Emily, a consultant married to an older and wealthier man, told me she wanted a say in how the money in the house was spent and felt more credibly able to do so if she was bringing some of it in. Jane, who did try not working for six months, after marrying at the age of 23, said that she finally got frustrated and started her own business. Finally, Amanda, who has had a long and successful medical career, and could, if she wanted to, stay at home, has just opened her own general practice in north Oxford, excited at having been able to design from scratch a medical facility and provide a service she believes is sorely needed. Why, she said, would she stay at home when there was the opportunity to do this?
And will these wives, yearning to stay at home, have the same ambitions for their daughters? If so then, with tuition fees going through the roof, why bother to send them to university?
Hakim has a theory for this. She has long sought to designate women in developed economies into categories and use this to predict their response rate to labour market policies. She has previously identified "home-centred" women as ones who prefer not to work and who gain qualifications, apparently, for their "intellectual dowry". (What would you prefer, darling? Extensive postgraduate qualifications in microbiology? Shall I get myself called to the Bar?) This seems to be as unlikely a concept for a sane, rational and intelligent woman as having marriage to a wealthy man as an over-riding ambition. Interestingly, in that earlier work, Hakim estimated that women who would prefer to stay at home if they could only accounted for 20% of her sample.
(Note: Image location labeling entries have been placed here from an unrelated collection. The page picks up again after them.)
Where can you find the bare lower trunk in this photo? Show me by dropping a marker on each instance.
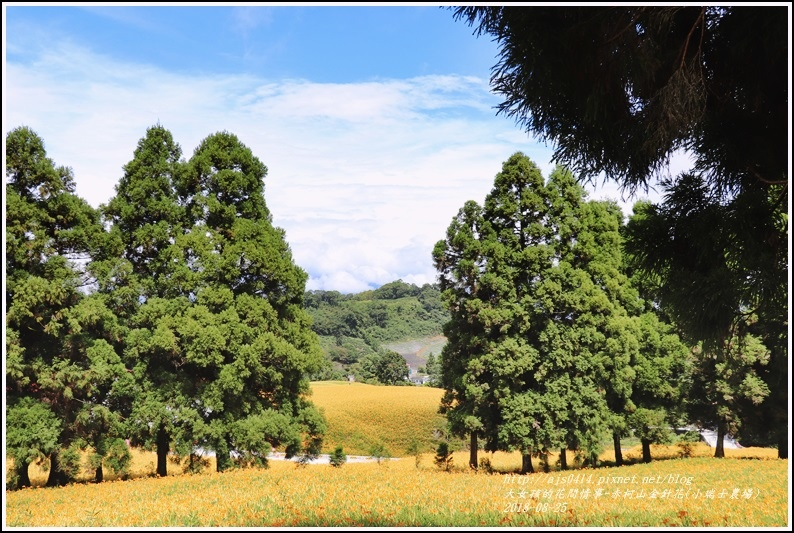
(618, 451)
(646, 450)
(23, 478)
(222, 461)
(473, 451)
(162, 451)
(57, 476)
(720, 449)
(526, 464)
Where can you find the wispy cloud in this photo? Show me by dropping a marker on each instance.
(363, 177)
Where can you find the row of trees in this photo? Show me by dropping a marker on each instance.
(618, 90)
(171, 316)
(552, 344)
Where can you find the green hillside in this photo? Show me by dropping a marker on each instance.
(356, 329)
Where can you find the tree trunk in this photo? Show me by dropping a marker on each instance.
(473, 451)
(618, 451)
(23, 478)
(526, 464)
(646, 450)
(57, 476)
(720, 450)
(162, 451)
(544, 460)
(222, 461)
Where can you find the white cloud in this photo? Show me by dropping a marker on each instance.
(364, 177)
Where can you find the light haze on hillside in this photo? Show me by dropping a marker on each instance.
(376, 123)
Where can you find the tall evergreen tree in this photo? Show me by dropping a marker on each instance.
(705, 256)
(149, 283)
(247, 334)
(62, 342)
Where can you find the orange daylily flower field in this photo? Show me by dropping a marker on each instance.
(748, 488)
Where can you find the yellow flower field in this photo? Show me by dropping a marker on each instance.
(699, 491)
(360, 415)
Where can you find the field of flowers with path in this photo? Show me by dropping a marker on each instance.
(698, 491)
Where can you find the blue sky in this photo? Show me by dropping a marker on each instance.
(376, 122)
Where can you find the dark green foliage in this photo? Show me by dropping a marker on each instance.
(709, 80)
(61, 343)
(394, 312)
(715, 264)
(32, 433)
(352, 327)
(391, 368)
(444, 458)
(379, 452)
(536, 343)
(338, 457)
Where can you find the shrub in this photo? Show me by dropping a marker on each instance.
(378, 452)
(444, 457)
(338, 458)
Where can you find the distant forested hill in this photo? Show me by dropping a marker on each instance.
(356, 329)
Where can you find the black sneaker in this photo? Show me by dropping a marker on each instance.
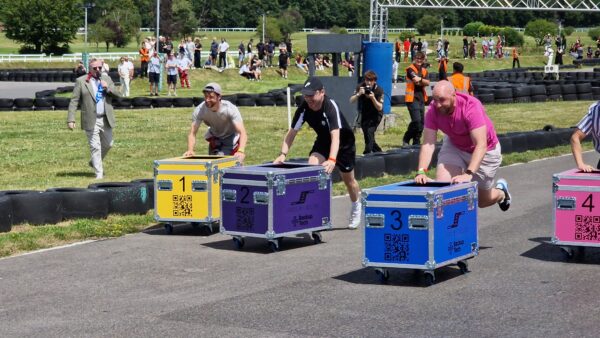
(505, 203)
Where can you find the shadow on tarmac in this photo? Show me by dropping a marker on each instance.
(261, 246)
(75, 174)
(400, 277)
(548, 252)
So, is feminism really dead? I don't think so. This survey actually represents a cry of pain. While there will always be women who give it all up to raise their children, and I respect their choice, it may well be much less fulfilling than it sounds and a terrible waste of resources into the bargain. The key is to stop feeling you have to achieve perfection in every sphere of your life, which inevitably leaves you feeling increasingly stressed. Lose that guilt, sister, and you could be on your way to career success – maybe even starting your own business. Which might then mean that you could afford to marry anyone and pay for someone to arrange their sock drawer. This, surely, would be the ultimate luxury.